Avant Patrice Talon et Ajavon, il aura été la grande frayeur de Boni Yayi un mandat et demi durant. Abdoulaye Bio Tchané a cristallisé les attentions du seigneur de la refondation. Pour pas mal de temps, l’économiste de classe mondiale doit s’être aussi rêvé en président. Un rêve aujourd’hui à oublier, la faute à un Talon qui déblaie tout y compris les rêves connus de ses plus proches alliés et collaborateurs.
Un technicien hors pair. Une tête comme le Bénin peut en être fier. De la banque centrale des États de l’Afrique de l’Ouest (BCEAO) à la BOAD en passant par le FMI, Abdoulaye Bio Tchané (ABT) s’est montré inoubliable aux yeux de l’Afrique, mais aussi de ses concitoyens. Sa carrure de cadre de grande renommée va se nourrir aussi de cette légende bâtie quand, ministre des Finances il a contribué à soulever quelques gros lièvres sous la présidence du général Mathieu Kérékou.
Patrice Talon qui se veut ancré dans une gouvernance à la fois contre-corruption et optimal-planification va baser sa prospection sur l’expérience à toute épreuve de l’économiste natif de Porto-Novo et originaire de Ouaké. Sur le plan macro-économie, le pari du chef de l’État est un pari gagnant. Jamais Cotonou n’a affiché autant de succès sur le plan des indicateurs. Toutes les institutions décernent au gouvernement des satisfécits les uns plus loquaces que les autres. Les prévisions ne trahissent pas l’évidence d’une gestion économique disciplinée comme peut l’inspirer Abdoulaye Bio Tchané.
La faute au mandat unique
Loin de ses bureaux imposants du Ministère du Plan et du Développement, le jeu politique semble de moins en moins réussi à l’ancien leader des Taba Ti Taaba. Plus la réforme du système partisan prend ses marques et impose son diktat, moins les chances du ministre du plan se font visibles. Pourtant dans la foulé du deuxième tour de la présidentielle de 2016, si Abdoulaye Bio Tchané avait accepté entrer dans la coalition qui va sacrer Talon président de la République, c’est certes pour empêcher son rival Boni Yayi de gagner avec son candidat Zinsou.
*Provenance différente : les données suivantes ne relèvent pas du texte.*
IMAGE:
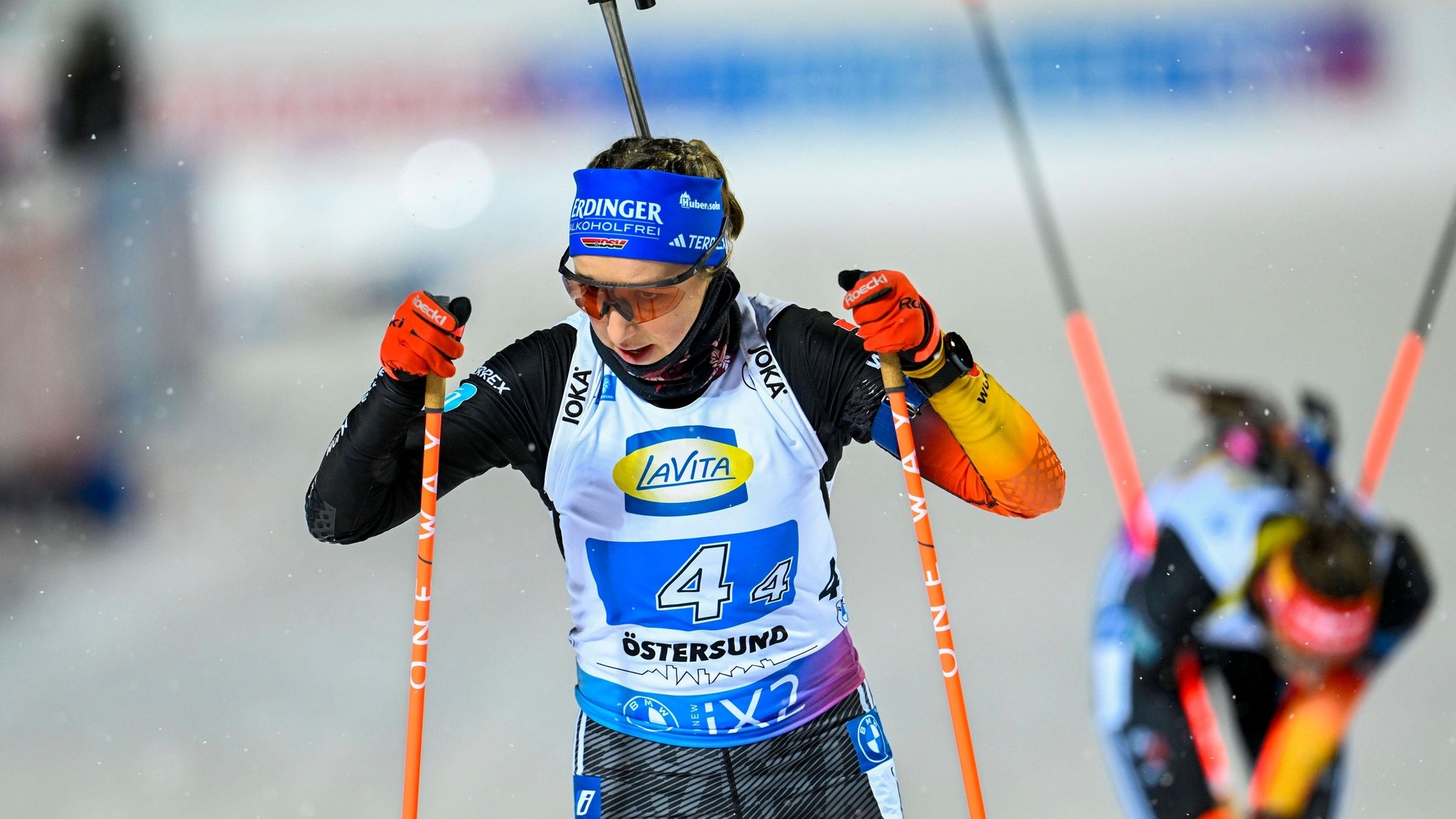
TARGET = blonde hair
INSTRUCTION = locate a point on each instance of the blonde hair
(690, 158)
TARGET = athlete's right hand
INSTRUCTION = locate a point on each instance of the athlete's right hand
(424, 337)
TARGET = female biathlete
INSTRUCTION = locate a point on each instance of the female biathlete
(685, 439)
(1270, 574)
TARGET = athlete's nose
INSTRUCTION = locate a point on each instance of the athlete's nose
(619, 330)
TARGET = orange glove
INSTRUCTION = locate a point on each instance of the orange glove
(892, 315)
(424, 337)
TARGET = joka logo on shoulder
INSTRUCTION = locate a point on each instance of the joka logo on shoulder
(683, 471)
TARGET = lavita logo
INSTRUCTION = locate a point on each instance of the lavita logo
(683, 471)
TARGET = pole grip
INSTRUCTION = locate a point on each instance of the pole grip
(434, 392)
(890, 372)
(424, 591)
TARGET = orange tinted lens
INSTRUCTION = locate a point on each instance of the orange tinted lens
(632, 304)
(586, 298)
(648, 305)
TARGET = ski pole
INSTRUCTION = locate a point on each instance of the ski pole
(424, 570)
(1407, 363)
(619, 50)
(939, 616)
(1097, 384)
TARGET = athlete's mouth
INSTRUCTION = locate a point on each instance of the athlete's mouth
(637, 355)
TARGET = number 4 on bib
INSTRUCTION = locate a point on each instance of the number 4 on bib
(700, 585)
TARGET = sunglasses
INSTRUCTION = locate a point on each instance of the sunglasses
(637, 304)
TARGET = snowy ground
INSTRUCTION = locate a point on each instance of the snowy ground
(213, 660)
Mais ABT misait sur le mandat unique promis par le promoteur de la rupture. Un candidat et ensuite président qui semblait de toute évidence monter une certaine aversion pour la politique et le double mandat, tel que le dispose la constitution béninoise.
Comme pour donner raison à l’autre qui par sentence disait que les promesses électorales n’engagent que ceux qui y croient, le pari de Tchané sur un mandat unique va s’effriter au fil des jours que Talon passe à la Marina. A Tchaourou, en plus de reconnaître qu’il y a encore beaucoup à faire, le chef de l’État a dit être surpris de la courte durée des 5 ans. Des mots voilés à peine pour annoncer les couleurs d’une possible candidature en 2021. En plus, le Bloc Républicain, l’un des deux partis aux premières lignes de la mouvance et dont il est le premier responsable, a déjà choisi son candidat : Patrice Talon. Un désaveu pour Bio Tchané qui voit ses dernières chances échoir dans les oublis.
En plus d’être hors course pour la présidentielle, Abdoulaye Bio Tchané s’est aussi éloigné des starting-blocks pour la vice-présidence. De fait, on voit mal la colistière ou le colistier de Patrice Talon venir du Bloc républicain. Le parti en face, l’Union Progressiste, à qui le Bloc Républicain a brûlé la politesse en désignant Talon pour porter ses couleurs, devra sans doute tenter au moins de placer un de ses membres pour ce poste. Talon candidat à sa propre succession devra sans doute trouver une formule pour combiner une liste qui rassemble non seulement ces deux partis, mais aussi tous les partis acquis à sa cause. Une partie pleine d’équations sans doute auxquelles le chef de l’État réserve des réponses surprenantes. Si surprise il y aura, il faut tout de même s’attendre à voir Abdoulaye Bio Tchané ailleurs qu’à la vice-présidence. Combattre Boni Yayi, espérer lui succéder pour finir ministre pas plus, crépuscule d’un rêve politique auquel beaucoup croyaient.